Rejected: INCOMPLETE semantically means "text exists but was truncated." Empty-with-tokens is a categorically different condition — the model responded but the adapter could not extract content. Conflating them obscures the root cause in diagnostics.
Alternative 2: Represent failure only as an exception¶
Approach: Keep the domain envelope success-shaped and signal empty-result failures exclusively by raising GenerationFailed.
Rejected: Exceptions are appropriate for transport and policy faults, but a provider-completed call that produced no usable text is still a typed business outcome. Encoding that state only in control flow would keep failure semantics out of the domain model and preserve the current split between typed service behavior and ad hoc CLI payload assembly.
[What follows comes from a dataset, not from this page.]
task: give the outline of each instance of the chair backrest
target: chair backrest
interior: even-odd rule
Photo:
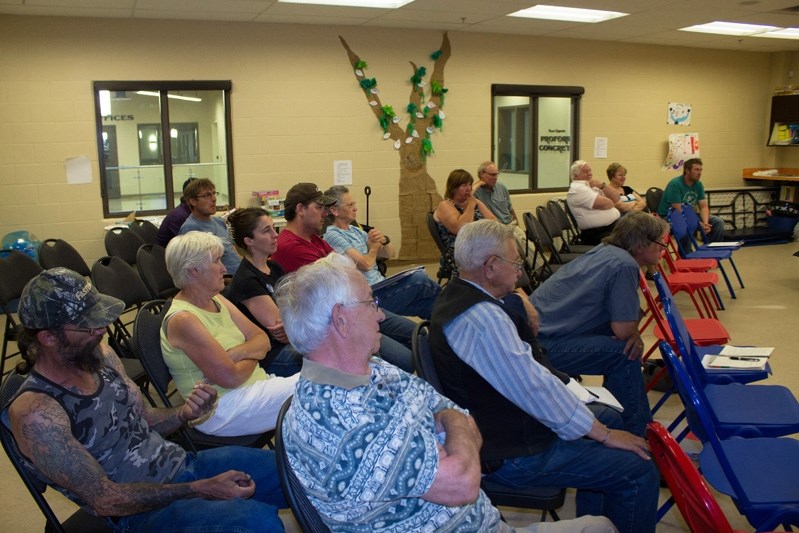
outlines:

Alternative 3: Treat empty result as a retryable warning¶
Approach: On empty result, set a warning flag and allow callers to decide whether to retry or fail.
Rejected: The current behavior of writing provenance-only output files and emitting "status": "succeeded" is the direct cause of silent orchestration failures (#48). A retry-or-warn approach does not fix that — it defers the decision to callers who may not implement the check.
Alternative 4: Detect empty results only in post_check()¶
Approach: Leave the adapter unchanged; detect empty text in safety_gate.post_check().
Rejected: The adapter has the full response object and is the correct place to distinguish why content is absent (missing field vs. empty string vs. unexpected shape). post_check() sees only the extracted CompletionEnvelope and cannot reconstruct this information. Adapter-level detection produces richer diagnostics.
Open Questions¶
-
FailureReasonextensibility: ShouldFailureReasonbe astr-typed enum (open-ended, extensible by new adapters) or a closedIntEnum? Open-ended is more forward-compatible as new model families are added. -
Retry integration: Should
CompletionFailure.retryablebe inferred centrally fromFailureReason, or set adapter-by-adapter? Some failure reasons (e.g.,CONTENT_EXTRACTION_ERRORdue to a transient parse issue) may be retryable; others (UNSUPPORTED_RESPONSE_SHAPE) are not. -
Anthropic adapter parity: The same hardening should eventually be applied to the Anthropic/Claude adapter. Should TG03 scope that now, or defer to a separate ADR once the OpenAI path is proven?
-
Provenance file on FAILED: Currently decided: no output file on
FAILED. Should there be an option to write a provenance-only "failure record" file for audit purposes? This would make the failure visible in the filesystem without creating the impression of a successful generation.
References¶
- ADR-TG01: CLI Architecture — error handling, exit codes, API payload contract
- ADR-TG01.1: Human-Friendly CLI Defaults —
--apiflag, payload structure - tnh-gen Robustness Review 2026-04 — issue analysis and improvement recommendations
- GitHub issues: #47, #48, #52, #54 (tracker)
As-Built Notes & Addendums¶
No addendums yet — ADR is in proposed state.